二宮: 今矢さんが住んでいたオーストラリアにはこういうビジネスモデルはあるんですか?

今矢: オーストラリアはあまり聞きませんね。元々、ファンドレイジング(活動のための資金を個人、法人、政府などから集める行為の総称)というのが文化として根付いています。インターネットが普及する前、ファンドレイジング用のチョコレートボックスがあり、学校で資金を集めたい人が1ドルで仕入れたものを2ドルで売るような仕組みがありました。私がオーストラリアの高校に通っていた時には、同級生にトランポリンで世界4位になった子が世界大会に行く前に学校でチョコレートを売っていましたね。そういうアスリートに対して支援する文化は確かにありますね。

城戸: 寄付文化が根付いている国の方が我々のビジネスモデルに適している可能性は高いと思っています。

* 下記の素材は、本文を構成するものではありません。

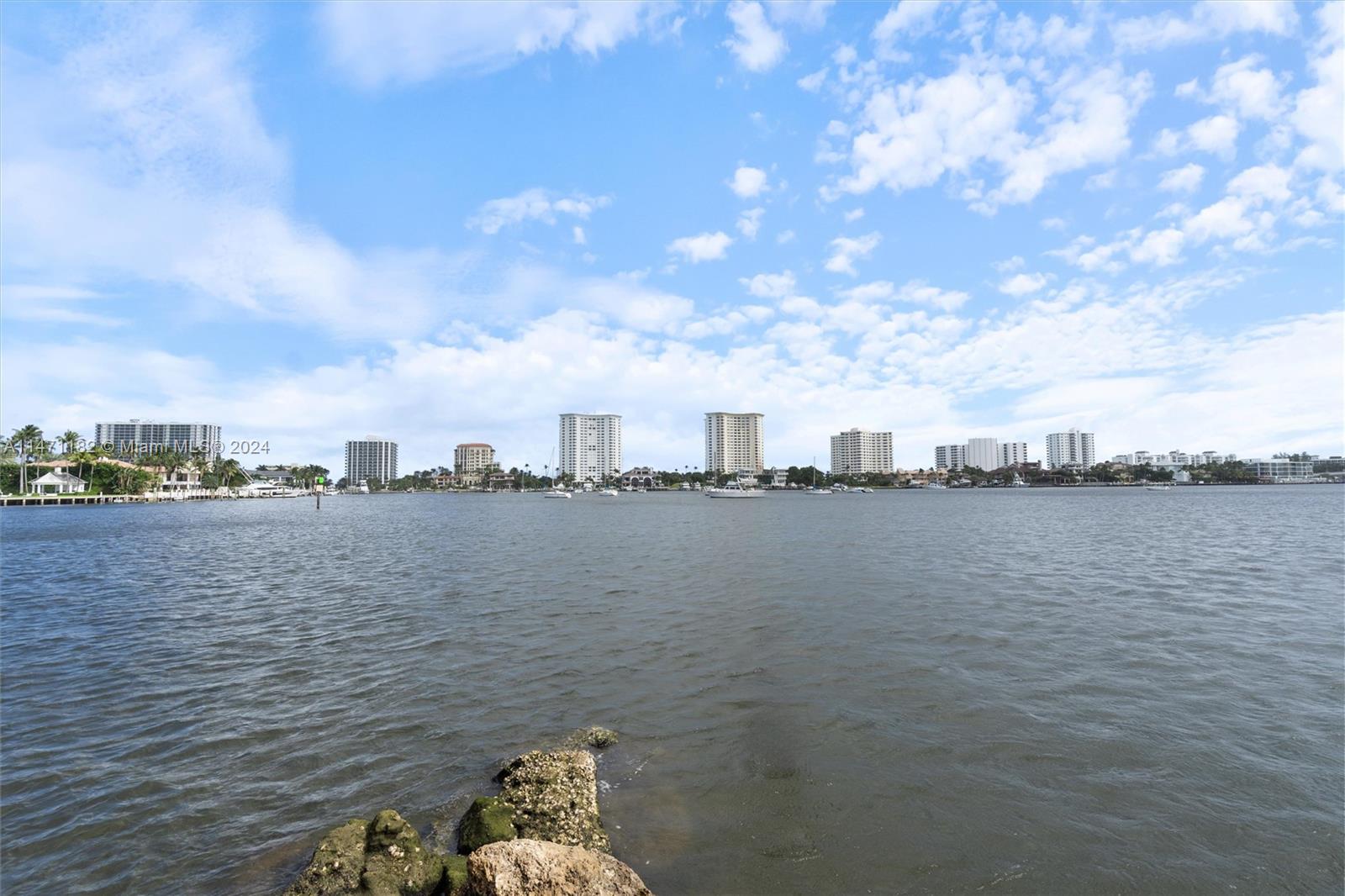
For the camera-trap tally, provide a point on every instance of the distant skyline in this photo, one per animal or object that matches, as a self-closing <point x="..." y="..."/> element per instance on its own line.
<point x="451" y="224"/>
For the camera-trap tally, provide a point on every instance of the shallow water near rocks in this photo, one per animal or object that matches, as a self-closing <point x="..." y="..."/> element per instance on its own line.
<point x="1021" y="692"/>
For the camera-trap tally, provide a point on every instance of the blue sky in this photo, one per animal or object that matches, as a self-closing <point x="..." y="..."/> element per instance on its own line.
<point x="450" y="224"/>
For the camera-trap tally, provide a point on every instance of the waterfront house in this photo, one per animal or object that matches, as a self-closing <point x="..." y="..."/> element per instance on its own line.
<point x="58" y="482"/>
<point x="639" y="478"/>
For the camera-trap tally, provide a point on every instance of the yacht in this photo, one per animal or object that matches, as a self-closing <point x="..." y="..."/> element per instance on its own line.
<point x="736" y="488"/>
<point x="814" y="490"/>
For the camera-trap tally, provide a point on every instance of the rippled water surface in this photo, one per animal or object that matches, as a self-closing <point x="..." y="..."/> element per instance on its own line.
<point x="1021" y="692"/>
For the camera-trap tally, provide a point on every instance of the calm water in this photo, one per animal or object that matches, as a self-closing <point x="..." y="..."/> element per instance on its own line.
<point x="1022" y="692"/>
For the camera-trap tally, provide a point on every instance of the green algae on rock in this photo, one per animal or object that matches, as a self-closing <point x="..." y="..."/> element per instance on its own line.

今矢: 私も合致すると思いますね。我々もチャレンジしたことがありますが、インターネットの普及に伴い、クラウドファンディングをはじめ支援の仕組みはたくさんありますからね。セミヌード写真集を出して支援を集めるとか、支援する対象者のために100キロマラソンにチャレンジする、などユニークな取り組みもたくさんあります。クラウドファンディングとの差別化はどのように図っていますか?

城戸: クラウドファンディングは素晴らしいサービスだと思うんですけど、基本的には目的があって、そのプロジェクトのみで完結してしまうものです。我々のギフティングサービスは、いつでもどこでも、24時間365日、素晴らしいと思った瞬間に、ギフトという称賛を送ることができます。ギフティングは、チームや選手がつくっていける絆という名の資産だと思っています。今まで自分を応援してくれたファンに、“次はセカンドキャリアでこんなことをやりますよ”と告知ができるような機能も検討していきます。アスリートが現役を終えた後、ゼロからのチャレンジとなるのではなく、現役時代にギフティングしていただいたファンをアセットとして活用していけるという関係性を作っていきたい。このあたりはクラウドファンディングとは全く違うところだと思います。

二宮: いわゆる寄付行為とは違うのでしょうか?

城戸: サービスとしては寄付行為にはなっていません。ビジネスモデルとしては、デジタルアイテムを買っていただき、そのロイヤリティーがチームや選手に還元されるという仕組みです。Eコマース(電子商取引)の一種ですね。

二宮: 寄付行為であれば税金を控除してもらえる。例えば、ふるさと納税と連携することもできるのではないでしょうか。

城戸: 実は同じようなアイディアをいただいたこともあります。自治体とご一緒できれば、そういったスキームを作っていける可能性もあると思っています。

二宮: スポーツギフティングという形は、世界でもあまり例を見ないものですよね。

城戸: 我々もスポーツギフティングサービスは海外でもあまり存在していないと認識しております。今年の秋からはクロスボーダーギフティングということで、海外のファンが日本のスポーツチームに我々のサービスを使ってギフティングができるというサービスも開始していく予定です。今、日本のスポーツチームにとって、アジア戦略が非常に重要だと思っていますが、人口が減っていく中で、どうやってファンを獲得するか。JリーグもBリーグも視線がアジアに向いている中、我々のクライアントのひとつであるBリーグの三遠ネオフェニックスさんがフィリピンの国民的英雄であるサーディ・ラベナ選手を獲得しました。このラベナ選手に対し、フィリピンからギフティングができるというスキームを早ければ今年10月にスタートしたいと考えています。これを皮切りに、国境を越えたスポーツ応援の形、新しい形を作っていきたいというのが我々の思いです。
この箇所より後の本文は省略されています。